Ahmad Bahr, deputy head of Palestinian Legislative Council, also praised the attack, which he described as self-defense.
Bahr said in a statement that the “negotiations path” followed by the Palestinian Authority was a waste of time and a chance for Israel to “Judaize” what is left of Jerusalem and expand its settlements.
He called on the Palestinian leadership in Ramallah to abandon negotiations and return to resistance.
The Popular Resistance Committees also applauded the stabbing attack, which it described as a “natural reaction to all Israeli crimes against Palestinians, their lands and religious sites.”
The PRC added in a statement that “resistance attacks will not stop.”
The statement called for a complete intifada inside Israel and to support Palestinians in the Negev.

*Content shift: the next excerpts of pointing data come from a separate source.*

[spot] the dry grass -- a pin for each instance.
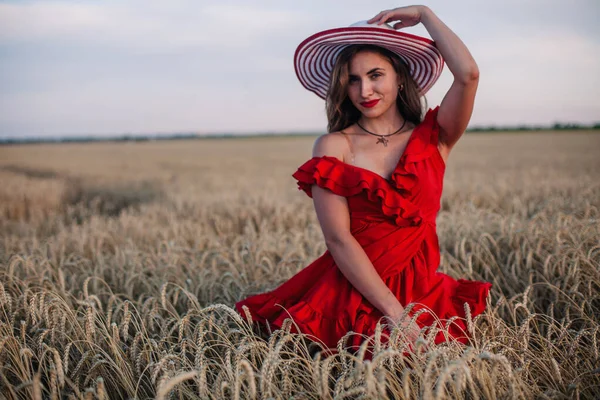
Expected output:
(119, 265)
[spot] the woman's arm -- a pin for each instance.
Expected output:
(334, 218)
(456, 107)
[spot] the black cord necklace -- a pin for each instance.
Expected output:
(382, 138)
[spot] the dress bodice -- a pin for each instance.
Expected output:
(410, 197)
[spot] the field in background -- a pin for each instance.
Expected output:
(119, 263)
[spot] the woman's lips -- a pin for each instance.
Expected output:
(369, 104)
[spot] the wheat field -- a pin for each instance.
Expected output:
(120, 264)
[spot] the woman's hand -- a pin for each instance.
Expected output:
(408, 16)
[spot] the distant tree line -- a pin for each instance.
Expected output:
(187, 136)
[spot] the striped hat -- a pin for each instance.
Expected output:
(315, 56)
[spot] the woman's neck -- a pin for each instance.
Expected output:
(384, 124)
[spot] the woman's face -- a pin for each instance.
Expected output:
(372, 83)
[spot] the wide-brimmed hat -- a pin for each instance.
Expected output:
(315, 56)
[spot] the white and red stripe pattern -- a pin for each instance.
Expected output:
(315, 56)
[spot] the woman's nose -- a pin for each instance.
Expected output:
(365, 88)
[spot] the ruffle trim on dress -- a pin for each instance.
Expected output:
(348, 180)
(331, 173)
(419, 148)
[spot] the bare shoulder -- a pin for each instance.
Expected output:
(331, 144)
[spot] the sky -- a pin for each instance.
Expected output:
(109, 67)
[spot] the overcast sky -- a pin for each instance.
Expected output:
(156, 66)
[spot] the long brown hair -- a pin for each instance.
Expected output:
(341, 113)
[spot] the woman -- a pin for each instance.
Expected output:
(376, 181)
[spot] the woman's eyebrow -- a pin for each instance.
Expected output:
(371, 71)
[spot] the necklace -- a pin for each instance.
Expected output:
(382, 138)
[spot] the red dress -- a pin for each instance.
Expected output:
(394, 222)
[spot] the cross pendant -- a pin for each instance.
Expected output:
(383, 140)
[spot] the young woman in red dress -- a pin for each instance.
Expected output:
(376, 181)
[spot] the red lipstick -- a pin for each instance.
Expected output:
(369, 104)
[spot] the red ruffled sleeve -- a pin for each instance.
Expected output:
(393, 195)
(347, 180)
(422, 147)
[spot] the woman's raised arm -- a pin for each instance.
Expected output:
(457, 105)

Israeli police say a Palestinian wounded at least five passengers in the stabbing rampage on a Tel Aviv bus shot by a passing prison officer.

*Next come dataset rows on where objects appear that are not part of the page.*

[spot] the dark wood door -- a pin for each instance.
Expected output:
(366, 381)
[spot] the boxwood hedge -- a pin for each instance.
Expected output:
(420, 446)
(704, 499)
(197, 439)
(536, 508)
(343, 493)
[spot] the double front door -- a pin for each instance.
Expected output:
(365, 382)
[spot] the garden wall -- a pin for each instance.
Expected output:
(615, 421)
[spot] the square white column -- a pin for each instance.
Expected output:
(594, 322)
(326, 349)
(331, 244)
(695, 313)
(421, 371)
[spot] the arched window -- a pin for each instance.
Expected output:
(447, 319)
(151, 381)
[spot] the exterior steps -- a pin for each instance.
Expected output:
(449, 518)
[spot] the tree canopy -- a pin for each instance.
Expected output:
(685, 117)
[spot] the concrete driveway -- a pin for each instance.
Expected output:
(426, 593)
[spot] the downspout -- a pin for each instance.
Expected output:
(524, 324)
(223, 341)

Five people were moderately to seriously wounded, while four were lightly injured, police said, citing emergency services at the scene. Israel’s Ynet news site put the number of injured at 17.
It was not immediately clear if all the casualties had been stabbed or if they included some suffering from shock.
Palestinian security sources identified the attacker as 23-year-old Hamza Muhammad Hasan Matrouk from Tulkarem refugee camp in the northern West Bank.
Locals from the camp told Ma’an that Hamza was not affiliated to any political faction. They said that Israeli forces summoned his father and other family members for questioning at offices of the Israeli military liaison department.
“Last night Hamza and I hung out with friends in the camp until 11 p.m. and we had fun,” a friend of Hamza’s told Ma’an. He added that he didn’t notice anything unusual with Hamza.
“He was laughing and kidding and I know very well that he isn’t affiliated to any faction.”